FHC capitaneou a entrada dos tucanos no governo Collor, de
que Rouanet e Celso Lafer foram o primeiro grupo a ingressar. A resistência de
Covas salvou os tucanos de naufragarem junto com o Collor. Se aproximaram então
do Itamar, de quem FHC foi ministro de relações exteriores antes de ser chamado
para colocar em pratica a retomada do projeto neoliberal do Collor em outros
termos. FHC viu ai a possibilidade de voos mais altos, o que conseguiu com a
candidatura à presidência.
FHC nunca vinculou sua obra teórica à sua atividade
politica. Mas sua visão do corporativismo da burguesia brasileira apontava ja
para a necessidade de que se aliasse de maneira subordinada ao capitalismo
internacional. E sua teoria do autoritarismo continha explicitamente uma visão
neoliberal da ditadura e da democratização.

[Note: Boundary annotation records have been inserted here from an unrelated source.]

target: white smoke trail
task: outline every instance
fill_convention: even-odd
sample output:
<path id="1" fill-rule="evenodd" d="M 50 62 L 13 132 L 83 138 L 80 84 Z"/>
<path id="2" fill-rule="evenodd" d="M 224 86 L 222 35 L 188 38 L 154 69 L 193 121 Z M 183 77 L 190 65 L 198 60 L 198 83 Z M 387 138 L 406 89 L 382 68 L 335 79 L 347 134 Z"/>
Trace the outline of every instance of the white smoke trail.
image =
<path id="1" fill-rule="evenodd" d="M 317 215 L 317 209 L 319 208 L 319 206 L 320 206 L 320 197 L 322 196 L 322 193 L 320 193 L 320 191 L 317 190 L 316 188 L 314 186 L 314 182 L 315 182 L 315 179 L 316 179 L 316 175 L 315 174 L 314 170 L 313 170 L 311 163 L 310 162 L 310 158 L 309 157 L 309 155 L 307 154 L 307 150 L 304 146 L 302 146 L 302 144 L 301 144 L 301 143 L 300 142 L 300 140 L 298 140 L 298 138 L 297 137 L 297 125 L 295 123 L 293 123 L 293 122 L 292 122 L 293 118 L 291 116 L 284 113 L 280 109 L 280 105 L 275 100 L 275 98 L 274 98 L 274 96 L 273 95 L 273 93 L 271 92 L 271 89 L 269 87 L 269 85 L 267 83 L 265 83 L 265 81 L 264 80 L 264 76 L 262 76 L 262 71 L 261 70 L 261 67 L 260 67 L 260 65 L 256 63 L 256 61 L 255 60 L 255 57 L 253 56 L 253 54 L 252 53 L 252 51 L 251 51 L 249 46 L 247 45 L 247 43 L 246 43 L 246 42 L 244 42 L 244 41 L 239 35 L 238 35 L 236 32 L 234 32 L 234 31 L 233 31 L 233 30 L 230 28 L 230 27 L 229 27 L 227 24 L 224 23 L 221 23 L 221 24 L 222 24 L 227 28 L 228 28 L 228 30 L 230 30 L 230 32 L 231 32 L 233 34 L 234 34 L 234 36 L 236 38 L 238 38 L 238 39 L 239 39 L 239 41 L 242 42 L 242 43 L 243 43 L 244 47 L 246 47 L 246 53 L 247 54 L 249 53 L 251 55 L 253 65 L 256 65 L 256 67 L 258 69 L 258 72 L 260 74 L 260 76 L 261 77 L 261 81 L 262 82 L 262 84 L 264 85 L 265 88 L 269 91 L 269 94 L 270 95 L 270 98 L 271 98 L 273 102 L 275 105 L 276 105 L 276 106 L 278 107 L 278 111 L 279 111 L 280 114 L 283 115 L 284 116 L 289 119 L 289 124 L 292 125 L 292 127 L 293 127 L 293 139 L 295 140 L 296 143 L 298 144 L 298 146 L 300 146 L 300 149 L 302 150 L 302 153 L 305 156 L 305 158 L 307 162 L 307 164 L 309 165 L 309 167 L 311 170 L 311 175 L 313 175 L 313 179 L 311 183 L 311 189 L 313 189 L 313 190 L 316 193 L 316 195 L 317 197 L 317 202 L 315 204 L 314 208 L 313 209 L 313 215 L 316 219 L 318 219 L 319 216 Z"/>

Mas sua vaidade característica estava acima de qualquer
teoria ou objetivo politico. Era o poder o que o fascinava e dele fez uso da
forma mais abusiva. Chamando a direita para governar com ele, tendo a ACM como
seu interlocutor e a Luis Eduardo Magalhães como seu sucessor. Fustigou a
esquerda – o PT, Lula, a CUT, o MST -, com ironia e sarcasmo, o que mesmo que
utilizou contra os servidores púbicos, os professores e os aposentados.
Cultivou o charme em relação à mídia – especialmente a
jornalistas – e à intelectualidade e políticos paulistas, cujo encanto atraiu a
ex-comunistas e a donos da mídia, tanto da Folha, como da Veja, do Estadão que
o tinham como seu ídolo e tabua de salvação contra a esquerda.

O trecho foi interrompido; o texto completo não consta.